In 2.2 they have a new replication method that goes from Memecached to memcached instead of disk to disk between the two clusters. its called “VERSION 2” in XDCR option.

you might be having CPU usage issues or bandwidth issues.
{max_concurrent_reps,32}, = the number of vbucket at the source that is sending data to the target at any given time.

When you replicate 3x you are really doing 32 x 3. Try lowing it to 10.
Also install iftop to track how much data is going out.

To check CPU usage during I like using htop.

If it is bandwidth you can solve it by adding more nodes. because the 32x3 vBuckets sending data is spread out through more machines.

Also if you are doing Master->Slave change
[{optimistic_replication_threshold,256},
to 20MB instead of 256KB.

Reducing max_concurrent_reps helped. I’ll also try the other ideas today. One question though.

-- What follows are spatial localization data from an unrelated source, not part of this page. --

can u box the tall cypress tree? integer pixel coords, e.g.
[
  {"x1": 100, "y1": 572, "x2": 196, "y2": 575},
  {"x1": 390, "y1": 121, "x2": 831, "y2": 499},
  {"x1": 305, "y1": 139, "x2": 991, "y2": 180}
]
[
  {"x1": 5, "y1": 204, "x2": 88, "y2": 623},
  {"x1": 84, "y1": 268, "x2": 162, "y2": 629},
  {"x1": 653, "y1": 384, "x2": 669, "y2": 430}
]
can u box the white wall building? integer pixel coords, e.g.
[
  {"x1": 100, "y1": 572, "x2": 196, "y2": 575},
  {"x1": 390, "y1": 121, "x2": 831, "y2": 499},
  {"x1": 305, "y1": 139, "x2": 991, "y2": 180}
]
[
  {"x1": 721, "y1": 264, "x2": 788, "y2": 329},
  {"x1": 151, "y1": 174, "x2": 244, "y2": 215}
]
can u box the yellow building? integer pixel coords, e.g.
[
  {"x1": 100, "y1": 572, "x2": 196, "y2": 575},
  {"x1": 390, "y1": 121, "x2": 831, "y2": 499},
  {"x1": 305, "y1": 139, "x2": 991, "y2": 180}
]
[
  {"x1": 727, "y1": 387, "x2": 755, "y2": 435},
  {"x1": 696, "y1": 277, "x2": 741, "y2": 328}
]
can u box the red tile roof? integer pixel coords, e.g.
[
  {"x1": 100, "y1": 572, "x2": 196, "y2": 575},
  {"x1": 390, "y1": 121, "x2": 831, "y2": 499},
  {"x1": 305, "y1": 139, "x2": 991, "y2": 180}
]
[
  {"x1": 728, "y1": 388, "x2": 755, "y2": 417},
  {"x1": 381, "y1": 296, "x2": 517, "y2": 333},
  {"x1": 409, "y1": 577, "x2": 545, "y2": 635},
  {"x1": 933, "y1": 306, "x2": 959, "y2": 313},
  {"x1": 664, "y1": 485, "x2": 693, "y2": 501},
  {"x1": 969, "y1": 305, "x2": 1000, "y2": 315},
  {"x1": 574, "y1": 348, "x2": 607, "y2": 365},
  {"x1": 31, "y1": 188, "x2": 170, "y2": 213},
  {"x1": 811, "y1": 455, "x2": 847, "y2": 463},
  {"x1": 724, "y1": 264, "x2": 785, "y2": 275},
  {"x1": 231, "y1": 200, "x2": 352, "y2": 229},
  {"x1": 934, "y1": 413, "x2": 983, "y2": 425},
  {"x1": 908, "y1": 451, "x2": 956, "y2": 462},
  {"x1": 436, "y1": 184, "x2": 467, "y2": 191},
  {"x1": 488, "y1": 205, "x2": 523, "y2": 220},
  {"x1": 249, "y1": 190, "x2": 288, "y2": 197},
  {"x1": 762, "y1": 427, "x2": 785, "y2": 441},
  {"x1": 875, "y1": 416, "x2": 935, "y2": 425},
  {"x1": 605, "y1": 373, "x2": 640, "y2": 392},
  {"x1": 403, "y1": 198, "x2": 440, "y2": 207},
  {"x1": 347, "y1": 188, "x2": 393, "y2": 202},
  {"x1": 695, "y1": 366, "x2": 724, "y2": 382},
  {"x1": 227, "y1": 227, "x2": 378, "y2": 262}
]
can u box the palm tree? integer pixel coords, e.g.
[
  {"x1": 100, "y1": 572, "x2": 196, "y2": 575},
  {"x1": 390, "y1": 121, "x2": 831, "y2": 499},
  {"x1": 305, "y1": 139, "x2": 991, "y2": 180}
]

Once CS gets into this state, is there a way to get it out of that state?

What I think you are asking is “if and when I reach a point like before where XDCR was no responsive can I ‘Kick’ it some how to get it back on track?” … Not Really. You will have to Delete the XDCR connection and go into the xdcr.1 -[somenumebr] logs and debug it. The logs will pretty much tell you that source XYZ server could not connect to Bucket ABC in the other Cluster for [somereason] .

This is what i’ve noticed. Remember, my xdcr testing is to add some million documents to a master CS db - wait till it replicates all those docs to all the slaves - then delete all those docs from the master - and again, wait till all those replications complete - then start over again.

Based on the max-concurrent-reps value, i may get into the state i describe above. I then modify the settings for each of the buckets ( i reduce the max-concurrent-reps value). I notice that the current replication continues limping along (let’s assume i was in the inserting part of the xdcr test). After all the docs are finally replicated, i think run my test to delete the docs from the master - this then runs fine to completion. I never see the issue above, and this occurred without deleting the xdcr connection.

i couldn’t modify the comment above - replace ‘think’ with ‘then’.

One other thing. Let’s say i start to get errors during a replication and notice the behavior above on all the destination clusters - add a few thousand docs - do nothing for 30 second - add a few thousand docs - do nothing for 30 seconds. If i lower the max-concurrent-reps value for each xdcr replication, I notice that i get no new errors (if i click on the ‘last 10 errors’ link, the errors have NOT changed), but the limping continues until the ‘current’ replication completes.